I’m not sure how these are going to work in my town since the local chain store has been hitting us over the head with Premier. I’m guessing the indie will have better luck at selling them. Update: Or it might not get them at all. Thomas of Premiere de Couverture wrote in comments, “I wouldn’t dismiss those Premier Classics (a Chapters exclusive!) just yet, as there’s been no confirmation that Random House will even bother to release the new Vintage Classics in Canada. As I mentioned in my post, the local Random House rep in Montreal isn’t even aware of their existence…”.

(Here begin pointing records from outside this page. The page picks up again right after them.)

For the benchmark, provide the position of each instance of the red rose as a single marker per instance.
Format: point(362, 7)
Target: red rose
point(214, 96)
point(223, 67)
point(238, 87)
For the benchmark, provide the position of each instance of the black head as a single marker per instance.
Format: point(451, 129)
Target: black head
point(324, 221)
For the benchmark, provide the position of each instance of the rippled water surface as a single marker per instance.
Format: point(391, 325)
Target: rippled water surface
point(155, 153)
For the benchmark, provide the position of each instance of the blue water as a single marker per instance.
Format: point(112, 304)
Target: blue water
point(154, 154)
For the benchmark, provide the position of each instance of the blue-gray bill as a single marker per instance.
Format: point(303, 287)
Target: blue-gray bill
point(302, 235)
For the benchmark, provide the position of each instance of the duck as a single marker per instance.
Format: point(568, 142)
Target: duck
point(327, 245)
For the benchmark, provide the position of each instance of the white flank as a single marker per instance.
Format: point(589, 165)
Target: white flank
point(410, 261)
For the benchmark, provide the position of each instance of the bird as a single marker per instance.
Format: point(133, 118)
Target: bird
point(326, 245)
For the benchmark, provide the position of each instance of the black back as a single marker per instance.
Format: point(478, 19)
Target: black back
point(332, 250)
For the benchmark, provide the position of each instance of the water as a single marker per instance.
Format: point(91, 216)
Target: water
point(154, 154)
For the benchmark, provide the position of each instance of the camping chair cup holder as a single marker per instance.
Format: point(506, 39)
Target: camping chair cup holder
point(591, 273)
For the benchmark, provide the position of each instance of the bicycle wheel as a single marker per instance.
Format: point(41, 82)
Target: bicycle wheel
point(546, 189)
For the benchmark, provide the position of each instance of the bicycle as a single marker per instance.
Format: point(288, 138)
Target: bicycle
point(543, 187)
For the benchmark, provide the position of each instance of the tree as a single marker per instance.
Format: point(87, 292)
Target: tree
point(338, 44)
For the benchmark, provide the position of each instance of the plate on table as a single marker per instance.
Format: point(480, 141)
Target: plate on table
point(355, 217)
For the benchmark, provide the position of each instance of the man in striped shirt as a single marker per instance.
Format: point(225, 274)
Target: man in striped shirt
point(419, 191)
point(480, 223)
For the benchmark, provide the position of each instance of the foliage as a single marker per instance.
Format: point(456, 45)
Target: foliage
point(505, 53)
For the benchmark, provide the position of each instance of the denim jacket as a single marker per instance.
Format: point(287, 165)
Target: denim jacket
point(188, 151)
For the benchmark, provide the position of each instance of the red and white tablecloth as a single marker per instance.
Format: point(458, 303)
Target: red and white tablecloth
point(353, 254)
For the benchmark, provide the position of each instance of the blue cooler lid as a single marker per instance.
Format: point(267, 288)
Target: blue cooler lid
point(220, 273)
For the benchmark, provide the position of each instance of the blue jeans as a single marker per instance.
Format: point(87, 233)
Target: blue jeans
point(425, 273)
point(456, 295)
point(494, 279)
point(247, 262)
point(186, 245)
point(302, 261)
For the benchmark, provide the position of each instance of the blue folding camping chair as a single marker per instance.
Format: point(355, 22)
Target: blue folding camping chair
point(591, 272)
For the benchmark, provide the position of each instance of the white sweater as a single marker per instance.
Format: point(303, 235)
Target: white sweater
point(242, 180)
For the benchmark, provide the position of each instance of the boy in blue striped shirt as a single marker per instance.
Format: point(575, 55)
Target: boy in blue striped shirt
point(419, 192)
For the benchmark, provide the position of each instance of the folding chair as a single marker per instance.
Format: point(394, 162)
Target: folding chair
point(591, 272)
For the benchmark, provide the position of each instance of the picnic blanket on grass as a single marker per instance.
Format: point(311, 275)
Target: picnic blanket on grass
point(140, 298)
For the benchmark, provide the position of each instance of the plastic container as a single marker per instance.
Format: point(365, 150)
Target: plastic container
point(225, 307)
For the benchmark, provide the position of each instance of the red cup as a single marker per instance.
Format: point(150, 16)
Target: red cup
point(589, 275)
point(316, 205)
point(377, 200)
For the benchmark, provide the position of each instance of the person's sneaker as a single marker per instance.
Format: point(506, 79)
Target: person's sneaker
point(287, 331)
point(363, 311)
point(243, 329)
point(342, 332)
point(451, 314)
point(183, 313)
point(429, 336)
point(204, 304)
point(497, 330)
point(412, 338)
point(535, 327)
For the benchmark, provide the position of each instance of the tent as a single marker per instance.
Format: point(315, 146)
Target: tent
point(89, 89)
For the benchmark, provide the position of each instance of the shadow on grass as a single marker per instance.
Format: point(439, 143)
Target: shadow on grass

That would suck. I don’t see myself buying books like Gulliver’s Travels or Moby-Dick, two of the few intriguing covers, without introductions or endnotes, but I would dearly prefer to pass by those books on the shelves rather than the insipid stuff they chose for the poorly made Premiers. (I can’t think that Canadians would respond better to these in comparison. Who would?)
The Conversational Reading has a generous offering of interviews, reviews and commentary on translation for your browsing pleasure. I really enjoyed Esposito’s Queneau reviews and interviews with Chad Post, programme manager of Reading the World, and Karen S. Kingsbury, translator of Eileen Chang’s Love in a Fallen City.
Which leads nicely to an informative interview the great people at Litminds had with Edwin Frank, editor of the NYRB classics series. He gives the background on how the series started, the idea behind its mission and what the word “classic” means for the imprint. One of the first authors whose work they printed was Ivy Compton-Burnett! You see? You have to read her now. 🙂 (via A Different Stripe)
At A Different Stripe I also read about a new book in the series The Dud Avocado by Elaine Dundy which sounds smashing. Oddly enough this particular edition can’t be found on the national chain store’s website nor on Amazon.ca; it has the Viragao Modern Classics edition but it’s only available from third party sellers. Isn’t that strange?